BOSTON — As G20 leaders snake their way to Pittsburgh from all corners, they face very different circumstances from 12 months ago when the possibility of financial and economic catastrophe was all too real.

It's still ugly out there, of course, as millions of unemployed workers would glumly attest — from Britain to Canada, to Russia, South Africa and beyond.

But it is getting better.

America's $14 trillion economy is "very likely out of recession," according to U.S. Federal Reserve Chairman Ben Bernanke. Europe's two biggest economies — Germany and France — are growing again. Emerging powers China and India have resumed their rapid rises, while South America's economic giant Brazil has escaped the crisis, too.

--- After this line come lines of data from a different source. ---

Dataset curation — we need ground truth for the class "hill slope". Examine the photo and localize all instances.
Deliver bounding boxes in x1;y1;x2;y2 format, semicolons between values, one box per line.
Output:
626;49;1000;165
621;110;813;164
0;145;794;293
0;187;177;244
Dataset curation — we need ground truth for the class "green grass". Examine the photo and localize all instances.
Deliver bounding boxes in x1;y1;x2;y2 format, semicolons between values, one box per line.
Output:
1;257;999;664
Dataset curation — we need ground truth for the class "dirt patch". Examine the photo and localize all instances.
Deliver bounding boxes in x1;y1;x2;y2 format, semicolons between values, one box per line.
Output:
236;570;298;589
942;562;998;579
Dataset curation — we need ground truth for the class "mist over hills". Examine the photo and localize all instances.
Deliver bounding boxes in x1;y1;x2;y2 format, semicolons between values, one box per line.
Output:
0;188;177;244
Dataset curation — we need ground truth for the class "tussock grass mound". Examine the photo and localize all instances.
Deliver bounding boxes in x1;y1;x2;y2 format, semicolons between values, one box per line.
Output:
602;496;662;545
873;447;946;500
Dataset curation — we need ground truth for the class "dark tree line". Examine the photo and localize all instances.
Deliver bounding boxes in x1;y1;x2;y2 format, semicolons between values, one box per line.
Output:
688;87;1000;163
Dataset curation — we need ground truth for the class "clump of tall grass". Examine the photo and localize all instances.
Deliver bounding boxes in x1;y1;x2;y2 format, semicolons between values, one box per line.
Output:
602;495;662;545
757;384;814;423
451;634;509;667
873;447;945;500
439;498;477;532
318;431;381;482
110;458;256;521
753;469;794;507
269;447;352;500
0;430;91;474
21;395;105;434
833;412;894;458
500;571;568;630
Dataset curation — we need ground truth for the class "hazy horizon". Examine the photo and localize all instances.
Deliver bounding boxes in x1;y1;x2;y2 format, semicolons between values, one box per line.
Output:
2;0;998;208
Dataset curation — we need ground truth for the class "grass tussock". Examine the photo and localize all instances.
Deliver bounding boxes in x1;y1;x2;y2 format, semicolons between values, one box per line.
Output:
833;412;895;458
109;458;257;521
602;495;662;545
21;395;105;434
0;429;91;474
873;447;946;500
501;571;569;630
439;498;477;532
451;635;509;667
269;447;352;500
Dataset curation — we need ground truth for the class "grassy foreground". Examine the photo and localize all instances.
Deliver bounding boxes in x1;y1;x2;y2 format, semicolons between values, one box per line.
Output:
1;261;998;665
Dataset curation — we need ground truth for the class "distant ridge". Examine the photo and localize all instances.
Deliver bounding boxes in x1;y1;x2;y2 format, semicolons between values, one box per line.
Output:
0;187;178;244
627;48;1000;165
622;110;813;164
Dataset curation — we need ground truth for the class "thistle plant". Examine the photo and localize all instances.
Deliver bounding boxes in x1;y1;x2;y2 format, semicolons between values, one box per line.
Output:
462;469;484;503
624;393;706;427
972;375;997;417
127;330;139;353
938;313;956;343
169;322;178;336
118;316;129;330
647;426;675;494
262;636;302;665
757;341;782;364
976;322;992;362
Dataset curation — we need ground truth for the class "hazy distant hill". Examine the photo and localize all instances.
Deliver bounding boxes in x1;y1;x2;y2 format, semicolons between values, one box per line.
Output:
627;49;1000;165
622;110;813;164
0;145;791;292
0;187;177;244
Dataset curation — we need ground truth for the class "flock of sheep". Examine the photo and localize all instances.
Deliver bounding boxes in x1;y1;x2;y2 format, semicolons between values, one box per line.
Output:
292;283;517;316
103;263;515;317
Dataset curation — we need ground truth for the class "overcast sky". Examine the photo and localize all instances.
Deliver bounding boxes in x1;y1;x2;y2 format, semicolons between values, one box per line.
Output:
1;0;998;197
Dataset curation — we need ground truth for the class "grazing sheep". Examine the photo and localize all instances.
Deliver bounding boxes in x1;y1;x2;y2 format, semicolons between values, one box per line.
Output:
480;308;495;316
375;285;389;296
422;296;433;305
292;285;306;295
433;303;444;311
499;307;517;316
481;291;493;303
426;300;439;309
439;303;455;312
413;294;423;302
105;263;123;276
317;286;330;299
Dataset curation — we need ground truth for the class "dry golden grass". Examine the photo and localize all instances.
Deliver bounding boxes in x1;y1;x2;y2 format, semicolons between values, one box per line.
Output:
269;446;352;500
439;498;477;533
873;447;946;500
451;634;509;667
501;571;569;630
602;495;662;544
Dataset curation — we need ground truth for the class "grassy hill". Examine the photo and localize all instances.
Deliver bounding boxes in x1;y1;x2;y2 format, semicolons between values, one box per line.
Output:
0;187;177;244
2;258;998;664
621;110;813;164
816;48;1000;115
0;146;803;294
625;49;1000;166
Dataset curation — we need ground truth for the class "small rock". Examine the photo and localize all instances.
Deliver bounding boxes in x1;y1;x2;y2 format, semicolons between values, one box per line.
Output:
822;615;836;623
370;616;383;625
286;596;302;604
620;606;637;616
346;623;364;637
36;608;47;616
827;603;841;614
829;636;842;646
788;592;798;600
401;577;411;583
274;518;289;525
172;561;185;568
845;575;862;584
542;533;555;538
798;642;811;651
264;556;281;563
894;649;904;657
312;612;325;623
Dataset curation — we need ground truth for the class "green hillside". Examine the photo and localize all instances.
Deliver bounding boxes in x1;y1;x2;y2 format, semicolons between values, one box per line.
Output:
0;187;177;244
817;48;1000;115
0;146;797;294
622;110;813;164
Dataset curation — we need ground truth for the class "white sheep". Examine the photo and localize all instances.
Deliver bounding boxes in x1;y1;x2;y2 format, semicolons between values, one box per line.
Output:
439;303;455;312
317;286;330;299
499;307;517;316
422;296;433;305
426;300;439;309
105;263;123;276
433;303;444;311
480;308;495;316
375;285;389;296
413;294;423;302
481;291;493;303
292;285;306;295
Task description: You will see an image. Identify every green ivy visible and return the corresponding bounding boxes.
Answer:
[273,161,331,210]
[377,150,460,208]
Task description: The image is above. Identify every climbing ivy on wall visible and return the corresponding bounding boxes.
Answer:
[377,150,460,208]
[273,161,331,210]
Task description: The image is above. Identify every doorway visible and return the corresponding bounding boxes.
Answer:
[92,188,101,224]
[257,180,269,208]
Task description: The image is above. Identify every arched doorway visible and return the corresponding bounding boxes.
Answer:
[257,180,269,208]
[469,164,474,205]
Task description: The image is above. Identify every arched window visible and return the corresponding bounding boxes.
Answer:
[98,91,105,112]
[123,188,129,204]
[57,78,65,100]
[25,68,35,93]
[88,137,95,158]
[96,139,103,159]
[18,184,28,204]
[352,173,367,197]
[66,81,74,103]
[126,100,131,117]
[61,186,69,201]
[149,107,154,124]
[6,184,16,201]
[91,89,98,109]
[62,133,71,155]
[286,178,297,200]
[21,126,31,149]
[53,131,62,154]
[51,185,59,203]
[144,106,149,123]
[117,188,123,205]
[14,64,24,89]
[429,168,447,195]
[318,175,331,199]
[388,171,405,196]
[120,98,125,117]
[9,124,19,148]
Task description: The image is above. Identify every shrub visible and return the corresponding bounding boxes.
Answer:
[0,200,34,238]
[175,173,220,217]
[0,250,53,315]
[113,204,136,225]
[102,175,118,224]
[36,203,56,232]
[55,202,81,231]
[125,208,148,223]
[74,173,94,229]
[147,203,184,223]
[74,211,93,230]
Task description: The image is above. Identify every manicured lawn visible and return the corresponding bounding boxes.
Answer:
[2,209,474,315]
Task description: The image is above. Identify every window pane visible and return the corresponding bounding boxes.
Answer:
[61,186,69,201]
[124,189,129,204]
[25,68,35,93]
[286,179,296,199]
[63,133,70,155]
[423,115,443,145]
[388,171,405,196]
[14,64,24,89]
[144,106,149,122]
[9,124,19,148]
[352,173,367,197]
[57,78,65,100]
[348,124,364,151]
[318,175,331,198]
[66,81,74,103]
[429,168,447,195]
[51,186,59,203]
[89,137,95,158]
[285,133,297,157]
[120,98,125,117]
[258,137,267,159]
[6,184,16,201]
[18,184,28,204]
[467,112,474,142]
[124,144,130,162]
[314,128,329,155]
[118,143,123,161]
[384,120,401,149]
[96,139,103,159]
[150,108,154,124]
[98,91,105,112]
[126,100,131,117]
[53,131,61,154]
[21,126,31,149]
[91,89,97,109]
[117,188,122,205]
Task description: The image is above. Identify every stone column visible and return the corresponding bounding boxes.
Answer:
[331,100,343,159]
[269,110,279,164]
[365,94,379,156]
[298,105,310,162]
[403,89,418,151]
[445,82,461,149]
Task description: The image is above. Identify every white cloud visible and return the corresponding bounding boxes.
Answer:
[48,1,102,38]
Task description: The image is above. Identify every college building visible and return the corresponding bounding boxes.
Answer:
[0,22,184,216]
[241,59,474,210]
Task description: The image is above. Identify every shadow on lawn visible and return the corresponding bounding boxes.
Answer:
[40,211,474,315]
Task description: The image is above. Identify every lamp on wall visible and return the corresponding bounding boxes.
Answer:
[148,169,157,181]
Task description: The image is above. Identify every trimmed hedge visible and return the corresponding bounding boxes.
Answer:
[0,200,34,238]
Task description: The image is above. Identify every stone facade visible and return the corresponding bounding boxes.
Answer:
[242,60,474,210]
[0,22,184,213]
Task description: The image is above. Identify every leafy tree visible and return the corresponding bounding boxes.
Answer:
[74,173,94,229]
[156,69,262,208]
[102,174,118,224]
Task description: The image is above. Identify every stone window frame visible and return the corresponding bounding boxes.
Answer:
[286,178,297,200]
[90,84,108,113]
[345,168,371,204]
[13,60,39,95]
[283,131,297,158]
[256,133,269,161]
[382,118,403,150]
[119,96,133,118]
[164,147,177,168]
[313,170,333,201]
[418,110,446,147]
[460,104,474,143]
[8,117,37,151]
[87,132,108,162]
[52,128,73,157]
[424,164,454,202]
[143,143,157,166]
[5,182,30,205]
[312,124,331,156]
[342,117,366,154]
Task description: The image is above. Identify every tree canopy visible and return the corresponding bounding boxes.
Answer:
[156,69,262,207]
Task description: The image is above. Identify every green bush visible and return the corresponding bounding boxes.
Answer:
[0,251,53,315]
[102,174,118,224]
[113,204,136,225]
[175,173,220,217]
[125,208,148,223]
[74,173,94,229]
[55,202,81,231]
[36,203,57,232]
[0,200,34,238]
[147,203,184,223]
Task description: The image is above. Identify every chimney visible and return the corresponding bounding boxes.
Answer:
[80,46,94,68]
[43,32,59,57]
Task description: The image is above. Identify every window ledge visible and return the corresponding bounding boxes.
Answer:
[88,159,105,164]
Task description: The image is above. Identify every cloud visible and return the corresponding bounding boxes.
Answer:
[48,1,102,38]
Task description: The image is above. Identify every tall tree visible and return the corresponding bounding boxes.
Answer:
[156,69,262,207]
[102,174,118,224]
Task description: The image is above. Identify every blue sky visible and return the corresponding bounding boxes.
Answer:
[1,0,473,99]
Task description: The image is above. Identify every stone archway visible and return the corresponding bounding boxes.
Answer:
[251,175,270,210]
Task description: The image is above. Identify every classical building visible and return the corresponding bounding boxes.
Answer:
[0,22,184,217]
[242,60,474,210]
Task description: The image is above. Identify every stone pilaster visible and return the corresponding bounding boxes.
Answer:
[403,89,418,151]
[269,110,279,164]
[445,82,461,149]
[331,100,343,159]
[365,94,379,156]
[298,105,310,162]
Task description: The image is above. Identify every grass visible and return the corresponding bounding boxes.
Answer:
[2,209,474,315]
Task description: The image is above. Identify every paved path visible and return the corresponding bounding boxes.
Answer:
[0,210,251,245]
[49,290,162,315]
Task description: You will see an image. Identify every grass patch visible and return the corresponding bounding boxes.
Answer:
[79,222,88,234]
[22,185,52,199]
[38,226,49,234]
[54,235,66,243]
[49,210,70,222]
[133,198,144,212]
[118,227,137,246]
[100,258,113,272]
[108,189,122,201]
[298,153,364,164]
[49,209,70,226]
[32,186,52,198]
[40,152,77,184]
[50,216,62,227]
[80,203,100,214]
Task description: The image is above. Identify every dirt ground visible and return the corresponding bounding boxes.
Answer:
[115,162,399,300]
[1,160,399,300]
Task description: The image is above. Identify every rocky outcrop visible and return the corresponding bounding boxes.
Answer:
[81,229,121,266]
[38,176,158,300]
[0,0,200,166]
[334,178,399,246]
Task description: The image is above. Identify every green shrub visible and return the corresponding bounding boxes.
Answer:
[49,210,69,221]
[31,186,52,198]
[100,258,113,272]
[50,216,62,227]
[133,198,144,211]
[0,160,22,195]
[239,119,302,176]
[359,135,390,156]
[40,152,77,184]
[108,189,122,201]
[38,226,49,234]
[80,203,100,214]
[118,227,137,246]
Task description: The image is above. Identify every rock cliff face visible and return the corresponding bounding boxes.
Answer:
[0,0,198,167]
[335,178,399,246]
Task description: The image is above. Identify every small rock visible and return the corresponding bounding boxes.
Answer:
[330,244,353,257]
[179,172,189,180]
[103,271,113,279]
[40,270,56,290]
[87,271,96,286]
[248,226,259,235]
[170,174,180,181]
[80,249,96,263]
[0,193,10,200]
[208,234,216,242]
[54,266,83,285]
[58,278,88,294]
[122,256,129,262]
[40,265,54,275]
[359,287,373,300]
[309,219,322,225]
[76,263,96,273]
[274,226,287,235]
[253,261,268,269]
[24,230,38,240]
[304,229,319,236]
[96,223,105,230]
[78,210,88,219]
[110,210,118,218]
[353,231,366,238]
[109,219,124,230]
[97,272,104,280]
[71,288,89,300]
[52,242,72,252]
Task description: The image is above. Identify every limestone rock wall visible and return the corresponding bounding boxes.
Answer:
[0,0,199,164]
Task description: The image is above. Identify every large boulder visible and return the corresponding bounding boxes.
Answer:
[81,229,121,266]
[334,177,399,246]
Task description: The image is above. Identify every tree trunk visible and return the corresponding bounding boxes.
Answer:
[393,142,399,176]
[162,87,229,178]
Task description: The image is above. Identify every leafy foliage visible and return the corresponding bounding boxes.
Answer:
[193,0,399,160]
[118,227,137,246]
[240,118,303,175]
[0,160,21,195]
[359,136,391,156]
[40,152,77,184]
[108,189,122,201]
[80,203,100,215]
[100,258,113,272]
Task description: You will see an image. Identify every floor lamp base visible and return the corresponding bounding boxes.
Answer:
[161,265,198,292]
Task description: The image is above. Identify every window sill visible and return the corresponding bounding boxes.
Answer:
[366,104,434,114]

So as G20 leaders haggle over the topics at hand in Pittsburgh — weighing additional stimulus measures, improving oversight of the global financial system, addressing the excesses of executive pay, boosting international trade, slowing global climate change — the economic landscape has, thankfully, changed for the better.

But don't be fooled by the return of relative calm to the G20 bloc. There will be blood. A meltdown of this magnitude claims many victims.

The question now is who will suffer the most from a crisis that swept from the casino canyons of Wall Street, to the smoke-choked factories of Guangdong, to the snowy peaks of the Andes. And, more importantly, what can be done about it? We heard one troubling hint last week from World Bank president Robert Zoellick: the poor. The World Bank predicts an additional 89 million people will be thrown into extreme poverty by the end of next year, defined as those subsisting on less than $1.25 a day. “The poor and most vulnerable are at greatest risk from economic shocks —  families are pushed into poverty, health conditions deteriorate, school attendance declines and progress in other critical areas is stalled or reversed," Zoelick said upon release of the Sept. 16 report, which focused on the world's 43 poorest nations.

So why does this matter, you ask?

While low-income countries contribute less in terms of output than G20 nations, they play an increasingly important role in the global economy. And most have been severely damaged by the darkness of the past 12 months, as GlobalPost coverage of the meltdown has consistently shown.